女子の角田、阿部詩、男子の阿部一二三、村尾三四郎か優勝、男子73の橋本が準優勝、ここまでは面目を保った。

男子81キロ級永瀬は3回戦敗退。そもそも日本人が最も苦戦する階級なので仕方がないともいえる。男子100キロ超級斎藤は準決勝敗退、三位決定戦はは負傷棄権で5位に終わった。

内定選手が欠場した階級では、女子57の玉置2回戦敗退、女子70キロ級は田中が二位、女子78超級は新鋭の新井万央が優勝。田中選手や新井選手は大健闘であったが、内定選手、新添・素根の内定を揺るがせようということはない。

 今大会に代表決定がゆだねられた階級では、男子60キロ級は大変に清々しい、納得の結果となった。
 すでにピークを過ぎているが、パリへの執念を見せる高藤が、準々決勝、先にポイントを取られてからの逆転勝ち、準決勝も日本の若手中村を下した。二試合とも、発表決まり技はともかく、実際の動きとしては相手の内股をものすごい反射神経で透かしての技ありでの勝ち、往年の高藤をほうふつとされるものでありつつ、やはり全体的な衰え、かつての「無敵の天才」感はないという内容。一方の永山は、今年のパリグランドスラム、アジア大会、マスターズ(フィギュアスケートのグランプリファイナルのような年間上位者だけを集めた大会)すべてに勝っており、現在の力では高藤より上。というか前回東京五輪の代表レースでも高藤を当初上回っていたのを、最後の方で逆転されて悔しい思いをしたのである。この二人が決勝で対戦し、ゴールデンスコアにはいってすぐ、永山が背負い投げで見事に技ありをとって代表を決めた。負けた高藤もがすがすがしい笑顔で永山を称えた。決勝まで勝ち残って、直接対決を実現した高藤も偉かったし、きちんと投げて決めた永山も偉かった。

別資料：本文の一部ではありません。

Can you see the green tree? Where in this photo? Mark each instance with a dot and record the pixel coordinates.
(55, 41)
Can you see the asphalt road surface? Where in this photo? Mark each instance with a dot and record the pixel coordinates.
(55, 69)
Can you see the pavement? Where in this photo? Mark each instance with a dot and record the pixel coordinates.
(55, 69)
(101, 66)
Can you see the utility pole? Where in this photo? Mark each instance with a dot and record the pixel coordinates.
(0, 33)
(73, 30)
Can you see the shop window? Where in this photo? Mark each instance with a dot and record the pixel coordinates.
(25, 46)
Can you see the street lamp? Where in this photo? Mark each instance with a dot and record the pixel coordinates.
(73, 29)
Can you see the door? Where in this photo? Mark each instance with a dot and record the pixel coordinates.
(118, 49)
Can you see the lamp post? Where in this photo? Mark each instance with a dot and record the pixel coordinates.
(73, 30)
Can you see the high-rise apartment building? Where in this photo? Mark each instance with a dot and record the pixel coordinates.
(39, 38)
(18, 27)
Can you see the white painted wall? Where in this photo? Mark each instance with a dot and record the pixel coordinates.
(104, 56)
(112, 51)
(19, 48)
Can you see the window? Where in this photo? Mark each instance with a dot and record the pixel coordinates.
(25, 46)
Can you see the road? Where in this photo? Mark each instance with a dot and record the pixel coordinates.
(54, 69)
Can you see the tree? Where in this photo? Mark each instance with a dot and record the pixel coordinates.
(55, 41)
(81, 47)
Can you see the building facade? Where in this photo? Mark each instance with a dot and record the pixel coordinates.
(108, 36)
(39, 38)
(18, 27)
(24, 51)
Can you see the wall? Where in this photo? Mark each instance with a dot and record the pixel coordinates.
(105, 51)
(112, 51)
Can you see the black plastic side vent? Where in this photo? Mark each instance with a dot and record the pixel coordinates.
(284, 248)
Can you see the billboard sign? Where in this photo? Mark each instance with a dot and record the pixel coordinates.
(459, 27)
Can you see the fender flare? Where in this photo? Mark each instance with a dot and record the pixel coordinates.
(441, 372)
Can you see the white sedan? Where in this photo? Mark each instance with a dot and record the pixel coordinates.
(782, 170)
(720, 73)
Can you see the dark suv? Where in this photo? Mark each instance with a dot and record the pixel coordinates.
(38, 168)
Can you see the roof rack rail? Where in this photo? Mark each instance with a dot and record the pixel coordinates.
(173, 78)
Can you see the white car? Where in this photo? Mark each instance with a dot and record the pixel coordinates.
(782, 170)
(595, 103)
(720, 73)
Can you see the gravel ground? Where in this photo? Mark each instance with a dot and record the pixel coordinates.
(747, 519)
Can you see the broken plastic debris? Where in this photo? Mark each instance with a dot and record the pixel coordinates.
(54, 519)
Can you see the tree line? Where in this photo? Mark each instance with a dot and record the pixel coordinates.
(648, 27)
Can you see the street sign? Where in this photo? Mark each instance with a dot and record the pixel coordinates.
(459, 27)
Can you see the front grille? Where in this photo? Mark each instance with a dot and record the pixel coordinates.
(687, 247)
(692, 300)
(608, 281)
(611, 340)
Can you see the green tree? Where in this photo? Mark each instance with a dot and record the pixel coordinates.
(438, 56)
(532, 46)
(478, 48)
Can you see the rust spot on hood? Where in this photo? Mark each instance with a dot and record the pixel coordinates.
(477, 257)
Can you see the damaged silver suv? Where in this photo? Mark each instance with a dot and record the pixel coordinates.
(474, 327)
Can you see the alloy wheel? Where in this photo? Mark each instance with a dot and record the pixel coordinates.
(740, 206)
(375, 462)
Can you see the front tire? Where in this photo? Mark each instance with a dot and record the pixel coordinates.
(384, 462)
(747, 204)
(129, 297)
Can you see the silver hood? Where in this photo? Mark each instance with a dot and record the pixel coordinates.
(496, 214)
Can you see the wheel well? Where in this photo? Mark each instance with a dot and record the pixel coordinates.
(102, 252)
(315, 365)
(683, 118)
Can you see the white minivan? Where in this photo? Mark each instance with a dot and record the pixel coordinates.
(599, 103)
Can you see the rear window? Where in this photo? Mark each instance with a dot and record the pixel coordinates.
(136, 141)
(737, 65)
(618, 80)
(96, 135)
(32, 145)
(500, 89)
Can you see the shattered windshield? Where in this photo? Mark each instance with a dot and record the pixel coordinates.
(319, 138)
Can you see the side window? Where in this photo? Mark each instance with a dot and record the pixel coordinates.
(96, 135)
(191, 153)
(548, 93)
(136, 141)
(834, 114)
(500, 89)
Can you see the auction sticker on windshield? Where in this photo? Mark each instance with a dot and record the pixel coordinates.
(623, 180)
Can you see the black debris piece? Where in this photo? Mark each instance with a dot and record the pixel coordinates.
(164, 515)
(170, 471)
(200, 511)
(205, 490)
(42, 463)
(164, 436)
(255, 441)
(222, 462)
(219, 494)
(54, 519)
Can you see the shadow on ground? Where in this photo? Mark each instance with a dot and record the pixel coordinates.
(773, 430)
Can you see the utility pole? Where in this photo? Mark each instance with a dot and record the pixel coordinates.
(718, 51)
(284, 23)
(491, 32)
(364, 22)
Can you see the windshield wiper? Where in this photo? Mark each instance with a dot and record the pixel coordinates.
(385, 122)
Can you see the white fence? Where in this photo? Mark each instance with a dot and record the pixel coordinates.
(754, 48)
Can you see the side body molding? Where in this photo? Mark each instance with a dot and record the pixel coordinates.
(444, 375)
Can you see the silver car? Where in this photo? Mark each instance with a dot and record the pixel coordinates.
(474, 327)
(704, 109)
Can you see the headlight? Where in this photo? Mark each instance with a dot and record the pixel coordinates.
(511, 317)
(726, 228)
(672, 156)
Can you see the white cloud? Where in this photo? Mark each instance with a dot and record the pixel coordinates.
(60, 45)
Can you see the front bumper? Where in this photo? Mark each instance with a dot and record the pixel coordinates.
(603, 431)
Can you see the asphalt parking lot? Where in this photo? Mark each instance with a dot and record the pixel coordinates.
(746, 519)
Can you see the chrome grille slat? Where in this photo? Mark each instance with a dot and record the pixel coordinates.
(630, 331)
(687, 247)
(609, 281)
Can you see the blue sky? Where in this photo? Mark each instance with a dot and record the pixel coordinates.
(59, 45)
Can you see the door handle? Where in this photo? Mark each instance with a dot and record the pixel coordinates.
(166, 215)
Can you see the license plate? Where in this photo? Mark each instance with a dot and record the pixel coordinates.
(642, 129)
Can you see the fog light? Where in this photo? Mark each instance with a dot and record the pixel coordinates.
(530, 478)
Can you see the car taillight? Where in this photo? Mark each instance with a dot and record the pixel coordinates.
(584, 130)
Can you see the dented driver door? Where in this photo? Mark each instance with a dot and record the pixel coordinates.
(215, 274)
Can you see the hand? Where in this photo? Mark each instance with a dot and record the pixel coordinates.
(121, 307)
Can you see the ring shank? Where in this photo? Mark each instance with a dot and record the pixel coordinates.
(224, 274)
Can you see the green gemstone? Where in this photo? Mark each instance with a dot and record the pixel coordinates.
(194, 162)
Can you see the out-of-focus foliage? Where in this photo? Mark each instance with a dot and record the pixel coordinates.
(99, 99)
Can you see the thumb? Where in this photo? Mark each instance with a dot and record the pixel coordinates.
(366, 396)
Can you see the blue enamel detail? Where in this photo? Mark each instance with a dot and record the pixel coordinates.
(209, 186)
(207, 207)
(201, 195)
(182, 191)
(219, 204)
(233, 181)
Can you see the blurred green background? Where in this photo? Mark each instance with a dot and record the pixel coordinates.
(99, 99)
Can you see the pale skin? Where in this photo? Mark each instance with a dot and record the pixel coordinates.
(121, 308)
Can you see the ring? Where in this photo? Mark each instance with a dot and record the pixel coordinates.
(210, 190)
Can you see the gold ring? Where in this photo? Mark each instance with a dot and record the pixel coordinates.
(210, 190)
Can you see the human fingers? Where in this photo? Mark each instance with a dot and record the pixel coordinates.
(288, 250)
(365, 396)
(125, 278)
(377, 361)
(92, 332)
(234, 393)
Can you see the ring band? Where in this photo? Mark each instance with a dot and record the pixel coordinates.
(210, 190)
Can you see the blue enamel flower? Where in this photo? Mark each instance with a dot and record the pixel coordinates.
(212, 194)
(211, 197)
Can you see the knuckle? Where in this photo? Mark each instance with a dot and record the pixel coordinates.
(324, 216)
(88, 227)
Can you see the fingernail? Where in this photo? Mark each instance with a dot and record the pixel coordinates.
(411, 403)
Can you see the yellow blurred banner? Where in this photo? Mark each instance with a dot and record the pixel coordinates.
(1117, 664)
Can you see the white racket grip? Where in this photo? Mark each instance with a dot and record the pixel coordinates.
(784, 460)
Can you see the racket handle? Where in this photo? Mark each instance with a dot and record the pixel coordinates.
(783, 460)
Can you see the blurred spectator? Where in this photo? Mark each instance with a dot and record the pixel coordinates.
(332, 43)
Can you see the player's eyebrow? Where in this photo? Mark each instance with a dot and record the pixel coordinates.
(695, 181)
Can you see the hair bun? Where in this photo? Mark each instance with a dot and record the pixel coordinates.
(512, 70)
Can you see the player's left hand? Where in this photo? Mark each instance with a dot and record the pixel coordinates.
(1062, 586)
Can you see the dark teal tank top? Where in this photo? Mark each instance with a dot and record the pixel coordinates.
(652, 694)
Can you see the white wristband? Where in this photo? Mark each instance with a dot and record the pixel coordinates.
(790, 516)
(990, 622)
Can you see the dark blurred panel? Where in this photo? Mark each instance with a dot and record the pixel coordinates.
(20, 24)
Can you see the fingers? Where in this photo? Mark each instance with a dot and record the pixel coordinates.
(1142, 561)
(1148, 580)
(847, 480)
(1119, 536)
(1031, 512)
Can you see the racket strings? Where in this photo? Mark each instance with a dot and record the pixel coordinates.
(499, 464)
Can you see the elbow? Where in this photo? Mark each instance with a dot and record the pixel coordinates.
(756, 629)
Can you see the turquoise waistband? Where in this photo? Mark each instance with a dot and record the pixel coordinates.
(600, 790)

 女子63キロ級も、二番手につけていた堀川が、一番手高市に敗れ、敗者復活で三番手というか20の新鋭、まだ世界ランク67位の高木にも敗れた。一番手高市と高木の決勝となり、高市がしっかりと寝技で一本勝ちをしたので、これはすっきりと高市がパリ代表に内定するものと思われる。堀川はここのところいい柔道をしていたので残念だが、この大会では実力を出せなかった。

 困ったことになったのが、男子100キロ級と女子78キロ級。

まず、男子100キロ級

ランキングでは最上位の飯田健太郎が二回戦敗退。ウルフアロンが準々決勝で負けた上に、敗者復活初戦で負けて7位。どちらも柔道の内容が良くなかった。これに対し、若手の新井道大、この10月に世界ジュニアで優勝したばかりのまだ18歳。これが、2回戦

 新井道大、豪快な大外刈でアルマン・アダミアンは中立選手団つまりはロシアなんだと思うに勝った。このアダミアン、今年の世界選手権王者である。その勢いのまま決勝まで進み、惜しくも敗れたが準優勝。

 ウルフの柔道は五輪以降、明らかに不調で、とても代表には選べない。飯田健太郎も不安定な試合が多い。世界王者に勝った新井の若さと勢いに賭けて見たくなる。これはこの後の国際大会シリーズにこの三人を分散して派遣して、春の選抜体重別まで競わせることになるのだろうか。

 女子78キロ級も、東京五輪で圧倒的強さを誇った濱田が最近全く勝てず、今大会も三回戦と敗者復活一回戦で敗退。しかし残りの梅木と高山も敗者復活に回り、メダルまで届いたのは高山の銅メダル。梅木が5位、濱田は7位。もう一人参加していた杉村も5位。濱田は国内選手最下位となり、パリの目はもうない。高山でこのまま決めてしまうのか、高山と梅木でまだ競わせるのか。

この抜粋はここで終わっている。